The last X-Men film before Fox become part of the Disney canon, the popular Dark Phoenix storyline has been floated around the franchise for some time. There is a now or never feel to X-Men: Dark Phoenix, the film launching itself into a situation with both global and local stakes. It makes for an interesting character investigation – something the franchise has a strong history of – but there are one too many missteps plaguing the franchise’s final bow.
Following a space rescue mission, Jean Grey (Sophie Turner) is imbued with the power of a mystical cosmic force that she struggles to control. She emerges as a threat to the X-Men as she loses herself to the Phoenix force; as she leaves the Academy in an attempt to protect her friends from herself, she meets Vuk (Jessica Chastain), who promises her control over her new power. However, Vuk is a member of an alien race whose home was destroyed by the Phoenix force, and she believes that the force could help her rebuild her world – at the expense of humanity, naturally.
Other than some explosive set pieces, most of the tension in Dark Phoenix is of a more verbal, introspective nature. Charles Xavier’s (James McAvoy) authority and motivations are challenged like never before, with even the very reason for the X-Men’s existence coming into question, his biggest challengers being Raven (Jennifer Lawrence) and Hank (Nicholas Hoult). Meanwhile, the relationship between Jean and Cyclops (Tye Sheridan) gives the story an emotional core and Michael Fassbender, as always, demonstrates that he has the charismatic anti-hero act down to a fine art.
However it’s Turner who provides the film its fiery heart, carrying the weight of Jean’s transformation with conviction. The whole cast deliver nuanced performances, as the turmoil of a family ripped apart makes for compelling drama.
Yet the story never manages to break free from the redemptive character arc, which makes the final moments a bit predictable. Up until that point however, the action feels consequential and leaves lasting impacts. The influence of Logan (2017) is visible in some of the gorier moments (one scene echoes Wolverine’s death almost exactly) and the whole affair feels heavier than in previous films. It feels less ridiculous than X-Men: Apocalypse (2016), grounded more in family turmoil and personal grief.
That being said, Dark Phoenix does share one of Apocalypse’s major weaknesses. The villain is tragically forgettable. Chastain is armed to the teeth with steely looks and weighty statements, but her eyebrow-less super villain is a blight on the story. Burdened with the clunkiest dialogue and an unconvincing motivation, she is an unwelcome distraction from the far more interesting Jean.

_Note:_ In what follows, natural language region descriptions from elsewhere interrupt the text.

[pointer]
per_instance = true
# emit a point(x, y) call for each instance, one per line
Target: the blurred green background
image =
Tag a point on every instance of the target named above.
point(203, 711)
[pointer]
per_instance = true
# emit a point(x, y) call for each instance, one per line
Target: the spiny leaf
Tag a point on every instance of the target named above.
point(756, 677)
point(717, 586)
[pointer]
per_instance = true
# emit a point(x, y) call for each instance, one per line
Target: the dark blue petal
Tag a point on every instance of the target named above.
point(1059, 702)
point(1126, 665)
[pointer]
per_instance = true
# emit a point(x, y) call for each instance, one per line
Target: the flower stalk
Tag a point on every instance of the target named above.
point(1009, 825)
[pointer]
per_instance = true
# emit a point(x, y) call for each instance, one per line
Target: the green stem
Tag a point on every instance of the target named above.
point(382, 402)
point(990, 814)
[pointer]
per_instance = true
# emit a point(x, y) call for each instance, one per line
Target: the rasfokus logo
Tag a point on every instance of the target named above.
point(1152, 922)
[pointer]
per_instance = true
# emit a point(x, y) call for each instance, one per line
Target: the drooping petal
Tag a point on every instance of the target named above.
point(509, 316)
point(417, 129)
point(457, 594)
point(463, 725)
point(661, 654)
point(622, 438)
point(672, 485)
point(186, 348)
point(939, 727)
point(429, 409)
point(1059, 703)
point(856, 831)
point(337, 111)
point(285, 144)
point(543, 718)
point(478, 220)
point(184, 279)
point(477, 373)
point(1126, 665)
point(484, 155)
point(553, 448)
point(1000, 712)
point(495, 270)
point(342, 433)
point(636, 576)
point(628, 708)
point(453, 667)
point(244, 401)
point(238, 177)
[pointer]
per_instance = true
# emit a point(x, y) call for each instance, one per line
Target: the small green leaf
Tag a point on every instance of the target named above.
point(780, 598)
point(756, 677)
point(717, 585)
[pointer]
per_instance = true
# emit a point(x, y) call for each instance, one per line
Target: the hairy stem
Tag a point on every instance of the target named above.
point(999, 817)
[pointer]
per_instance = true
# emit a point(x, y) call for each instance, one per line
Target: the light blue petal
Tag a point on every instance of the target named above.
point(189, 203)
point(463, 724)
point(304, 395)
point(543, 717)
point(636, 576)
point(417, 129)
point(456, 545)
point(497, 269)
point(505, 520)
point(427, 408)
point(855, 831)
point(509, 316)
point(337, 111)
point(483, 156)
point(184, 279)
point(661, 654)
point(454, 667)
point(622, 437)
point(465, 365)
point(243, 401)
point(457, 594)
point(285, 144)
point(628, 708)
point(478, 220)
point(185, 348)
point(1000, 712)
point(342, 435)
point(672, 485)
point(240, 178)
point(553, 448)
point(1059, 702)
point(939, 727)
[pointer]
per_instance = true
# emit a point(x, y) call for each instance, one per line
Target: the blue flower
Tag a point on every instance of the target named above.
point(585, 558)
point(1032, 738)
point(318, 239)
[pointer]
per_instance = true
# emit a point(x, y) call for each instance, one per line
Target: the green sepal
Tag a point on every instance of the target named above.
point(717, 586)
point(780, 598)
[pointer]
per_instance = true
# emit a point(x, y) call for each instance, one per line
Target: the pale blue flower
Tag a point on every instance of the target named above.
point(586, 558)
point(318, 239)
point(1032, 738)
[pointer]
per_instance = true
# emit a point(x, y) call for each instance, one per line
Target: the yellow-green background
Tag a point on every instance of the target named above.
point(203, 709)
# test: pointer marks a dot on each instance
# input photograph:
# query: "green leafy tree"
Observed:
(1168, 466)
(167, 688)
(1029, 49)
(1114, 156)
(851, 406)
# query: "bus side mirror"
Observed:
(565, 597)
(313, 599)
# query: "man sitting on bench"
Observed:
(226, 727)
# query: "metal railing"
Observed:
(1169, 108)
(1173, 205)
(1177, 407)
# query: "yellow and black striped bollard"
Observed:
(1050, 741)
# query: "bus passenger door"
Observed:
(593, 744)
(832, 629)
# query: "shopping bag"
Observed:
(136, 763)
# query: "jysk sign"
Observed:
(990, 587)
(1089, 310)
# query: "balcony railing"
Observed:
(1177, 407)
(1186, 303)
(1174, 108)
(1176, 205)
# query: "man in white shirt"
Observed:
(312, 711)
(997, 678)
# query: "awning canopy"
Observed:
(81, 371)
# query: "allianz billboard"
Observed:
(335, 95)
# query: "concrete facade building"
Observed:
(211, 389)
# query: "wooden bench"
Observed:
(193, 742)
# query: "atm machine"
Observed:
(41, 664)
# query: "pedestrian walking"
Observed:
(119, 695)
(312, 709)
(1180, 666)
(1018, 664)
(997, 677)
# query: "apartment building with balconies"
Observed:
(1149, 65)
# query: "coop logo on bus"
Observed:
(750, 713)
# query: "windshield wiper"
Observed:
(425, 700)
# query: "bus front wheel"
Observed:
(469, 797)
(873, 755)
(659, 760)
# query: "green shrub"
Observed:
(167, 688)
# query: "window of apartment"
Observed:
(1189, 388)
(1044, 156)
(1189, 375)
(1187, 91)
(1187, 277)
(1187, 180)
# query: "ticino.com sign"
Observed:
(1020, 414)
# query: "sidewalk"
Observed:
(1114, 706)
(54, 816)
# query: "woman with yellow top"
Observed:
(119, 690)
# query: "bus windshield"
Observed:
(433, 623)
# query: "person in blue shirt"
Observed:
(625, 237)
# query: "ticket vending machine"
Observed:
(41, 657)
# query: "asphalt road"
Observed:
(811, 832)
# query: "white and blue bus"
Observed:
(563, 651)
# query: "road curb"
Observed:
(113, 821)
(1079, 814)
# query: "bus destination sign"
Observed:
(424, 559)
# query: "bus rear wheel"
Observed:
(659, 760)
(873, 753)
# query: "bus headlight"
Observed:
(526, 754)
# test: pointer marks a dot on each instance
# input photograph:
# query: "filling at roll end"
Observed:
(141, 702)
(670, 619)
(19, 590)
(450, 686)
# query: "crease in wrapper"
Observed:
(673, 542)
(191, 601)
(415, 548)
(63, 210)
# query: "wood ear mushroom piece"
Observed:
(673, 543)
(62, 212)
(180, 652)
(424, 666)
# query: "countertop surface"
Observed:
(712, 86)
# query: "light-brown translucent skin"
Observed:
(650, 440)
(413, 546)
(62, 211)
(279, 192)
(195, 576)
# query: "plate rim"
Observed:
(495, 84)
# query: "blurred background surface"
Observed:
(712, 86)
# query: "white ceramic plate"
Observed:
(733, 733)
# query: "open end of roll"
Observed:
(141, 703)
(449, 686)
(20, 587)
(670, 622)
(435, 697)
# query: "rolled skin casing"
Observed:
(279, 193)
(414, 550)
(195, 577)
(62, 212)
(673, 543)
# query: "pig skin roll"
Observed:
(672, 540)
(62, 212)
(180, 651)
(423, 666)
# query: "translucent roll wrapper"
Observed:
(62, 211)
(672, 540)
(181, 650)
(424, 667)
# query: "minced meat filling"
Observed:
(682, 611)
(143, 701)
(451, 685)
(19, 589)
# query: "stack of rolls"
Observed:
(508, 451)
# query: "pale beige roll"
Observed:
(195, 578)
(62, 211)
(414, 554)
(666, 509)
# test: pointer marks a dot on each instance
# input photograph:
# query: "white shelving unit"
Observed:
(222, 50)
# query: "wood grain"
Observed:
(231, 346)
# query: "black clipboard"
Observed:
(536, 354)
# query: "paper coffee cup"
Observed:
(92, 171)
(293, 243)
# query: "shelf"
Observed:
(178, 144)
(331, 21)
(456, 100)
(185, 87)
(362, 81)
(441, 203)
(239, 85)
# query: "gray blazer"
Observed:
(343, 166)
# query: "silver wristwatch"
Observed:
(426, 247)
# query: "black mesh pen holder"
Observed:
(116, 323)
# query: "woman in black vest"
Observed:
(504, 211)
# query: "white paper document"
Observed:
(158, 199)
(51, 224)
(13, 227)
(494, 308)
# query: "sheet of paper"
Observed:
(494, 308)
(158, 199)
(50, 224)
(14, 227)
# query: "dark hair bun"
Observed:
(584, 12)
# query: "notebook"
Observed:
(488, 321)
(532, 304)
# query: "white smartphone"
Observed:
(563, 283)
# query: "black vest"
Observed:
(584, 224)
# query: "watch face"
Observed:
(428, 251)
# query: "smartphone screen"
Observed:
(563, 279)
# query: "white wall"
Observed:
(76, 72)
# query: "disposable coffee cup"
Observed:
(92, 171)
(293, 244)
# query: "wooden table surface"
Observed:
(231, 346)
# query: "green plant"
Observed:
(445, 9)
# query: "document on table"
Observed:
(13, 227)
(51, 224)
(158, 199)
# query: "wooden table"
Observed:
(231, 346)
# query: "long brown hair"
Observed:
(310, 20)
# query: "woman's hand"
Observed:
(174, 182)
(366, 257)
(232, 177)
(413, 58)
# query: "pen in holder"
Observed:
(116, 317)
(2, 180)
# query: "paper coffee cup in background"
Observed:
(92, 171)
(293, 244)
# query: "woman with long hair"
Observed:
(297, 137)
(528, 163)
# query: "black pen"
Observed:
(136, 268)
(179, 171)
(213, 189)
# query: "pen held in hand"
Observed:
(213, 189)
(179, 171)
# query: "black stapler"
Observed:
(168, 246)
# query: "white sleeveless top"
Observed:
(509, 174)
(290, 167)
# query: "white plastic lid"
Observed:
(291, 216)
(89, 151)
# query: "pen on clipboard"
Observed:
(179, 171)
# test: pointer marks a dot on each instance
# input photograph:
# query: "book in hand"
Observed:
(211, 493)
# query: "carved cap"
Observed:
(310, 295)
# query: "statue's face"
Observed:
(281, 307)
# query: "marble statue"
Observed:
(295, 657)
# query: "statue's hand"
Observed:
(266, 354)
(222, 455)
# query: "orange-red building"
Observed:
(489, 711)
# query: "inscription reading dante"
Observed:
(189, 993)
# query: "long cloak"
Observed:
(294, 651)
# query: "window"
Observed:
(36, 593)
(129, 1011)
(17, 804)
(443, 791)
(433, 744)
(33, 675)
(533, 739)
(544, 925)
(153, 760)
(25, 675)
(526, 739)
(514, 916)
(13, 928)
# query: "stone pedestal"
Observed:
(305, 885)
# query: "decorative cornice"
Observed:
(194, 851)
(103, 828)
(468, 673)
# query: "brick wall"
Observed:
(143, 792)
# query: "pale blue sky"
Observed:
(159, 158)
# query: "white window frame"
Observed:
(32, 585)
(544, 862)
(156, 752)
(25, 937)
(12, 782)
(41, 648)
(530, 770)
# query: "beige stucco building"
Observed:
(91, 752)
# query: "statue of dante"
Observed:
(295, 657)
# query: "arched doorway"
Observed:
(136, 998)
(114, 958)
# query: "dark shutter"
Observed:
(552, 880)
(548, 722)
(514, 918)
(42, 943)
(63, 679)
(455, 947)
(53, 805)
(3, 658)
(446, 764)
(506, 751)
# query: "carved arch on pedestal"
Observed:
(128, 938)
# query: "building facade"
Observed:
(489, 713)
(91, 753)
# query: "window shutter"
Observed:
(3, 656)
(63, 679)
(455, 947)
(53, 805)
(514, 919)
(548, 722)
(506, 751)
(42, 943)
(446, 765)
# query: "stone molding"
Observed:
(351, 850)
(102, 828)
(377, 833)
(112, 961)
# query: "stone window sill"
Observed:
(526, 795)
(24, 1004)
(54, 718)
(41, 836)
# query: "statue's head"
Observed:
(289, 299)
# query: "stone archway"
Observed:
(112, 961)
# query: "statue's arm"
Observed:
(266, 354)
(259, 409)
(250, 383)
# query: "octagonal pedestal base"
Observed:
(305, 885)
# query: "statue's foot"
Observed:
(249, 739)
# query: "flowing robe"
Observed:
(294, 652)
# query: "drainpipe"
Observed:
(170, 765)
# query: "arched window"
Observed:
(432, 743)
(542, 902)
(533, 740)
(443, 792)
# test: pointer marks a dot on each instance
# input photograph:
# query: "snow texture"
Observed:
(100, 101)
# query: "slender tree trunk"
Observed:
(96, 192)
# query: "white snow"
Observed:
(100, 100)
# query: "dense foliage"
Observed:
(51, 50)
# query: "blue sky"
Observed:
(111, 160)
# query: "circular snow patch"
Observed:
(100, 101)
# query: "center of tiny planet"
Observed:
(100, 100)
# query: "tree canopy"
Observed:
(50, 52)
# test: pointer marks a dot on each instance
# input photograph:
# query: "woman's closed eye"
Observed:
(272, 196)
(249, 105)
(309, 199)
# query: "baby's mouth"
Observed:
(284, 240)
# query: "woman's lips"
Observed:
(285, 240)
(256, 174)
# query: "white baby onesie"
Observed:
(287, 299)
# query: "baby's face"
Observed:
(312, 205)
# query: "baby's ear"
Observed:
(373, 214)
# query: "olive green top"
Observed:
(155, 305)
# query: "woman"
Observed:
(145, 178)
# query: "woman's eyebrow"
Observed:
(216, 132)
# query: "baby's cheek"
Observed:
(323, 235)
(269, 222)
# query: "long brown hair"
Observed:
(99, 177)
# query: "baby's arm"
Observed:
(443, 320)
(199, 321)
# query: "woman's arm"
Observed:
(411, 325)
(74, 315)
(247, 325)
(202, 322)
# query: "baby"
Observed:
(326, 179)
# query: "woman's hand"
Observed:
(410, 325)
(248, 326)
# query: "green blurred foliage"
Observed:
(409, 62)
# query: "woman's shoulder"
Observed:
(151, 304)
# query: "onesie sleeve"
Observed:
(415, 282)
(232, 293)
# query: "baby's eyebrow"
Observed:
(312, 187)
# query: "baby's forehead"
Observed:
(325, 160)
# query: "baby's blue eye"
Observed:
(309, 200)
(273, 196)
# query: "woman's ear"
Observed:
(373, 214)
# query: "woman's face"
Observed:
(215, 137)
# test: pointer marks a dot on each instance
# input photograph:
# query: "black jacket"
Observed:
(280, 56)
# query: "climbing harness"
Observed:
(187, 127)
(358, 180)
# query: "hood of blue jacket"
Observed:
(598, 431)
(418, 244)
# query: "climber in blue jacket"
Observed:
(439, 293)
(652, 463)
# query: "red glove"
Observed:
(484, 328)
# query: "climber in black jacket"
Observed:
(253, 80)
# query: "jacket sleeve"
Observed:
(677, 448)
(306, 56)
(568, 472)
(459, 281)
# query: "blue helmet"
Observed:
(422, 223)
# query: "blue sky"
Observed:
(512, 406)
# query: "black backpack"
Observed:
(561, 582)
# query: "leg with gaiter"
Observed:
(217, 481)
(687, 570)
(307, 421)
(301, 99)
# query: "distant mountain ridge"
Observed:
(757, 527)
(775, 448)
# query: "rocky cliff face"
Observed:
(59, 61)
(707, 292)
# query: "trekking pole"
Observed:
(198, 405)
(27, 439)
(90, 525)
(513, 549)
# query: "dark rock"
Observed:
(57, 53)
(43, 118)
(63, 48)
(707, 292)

Dark Phoenix suffers badly from aspects that aren’t sinfully bad, but which punch far below what other films so far this year have delivered. The scale, gravitas and visuals of Avengers: Endgame are not even remotely matched. The ending especially feels too CGI-happy, and for all its bright lights feels very dull, minus one subtle, beautiful use in the film’s final shot. The fight sequences too, while impressive, lack the consistency and thrill factor of John Wick: Chapter 3. Too much of the film feels just okay, which is not what you want from what is meant to be a rousing franchise finale.
Dark Phoenix relies heavily on its characters to try and be the X-Men’s last hurrah, but too much is bringing the film down for it to be remarkable. All in all, the franchise has petered out with a film that is neither its best nor worst entry.
Dark Phoenix is out in UK cinemas now, distributed by 20th Century Fox.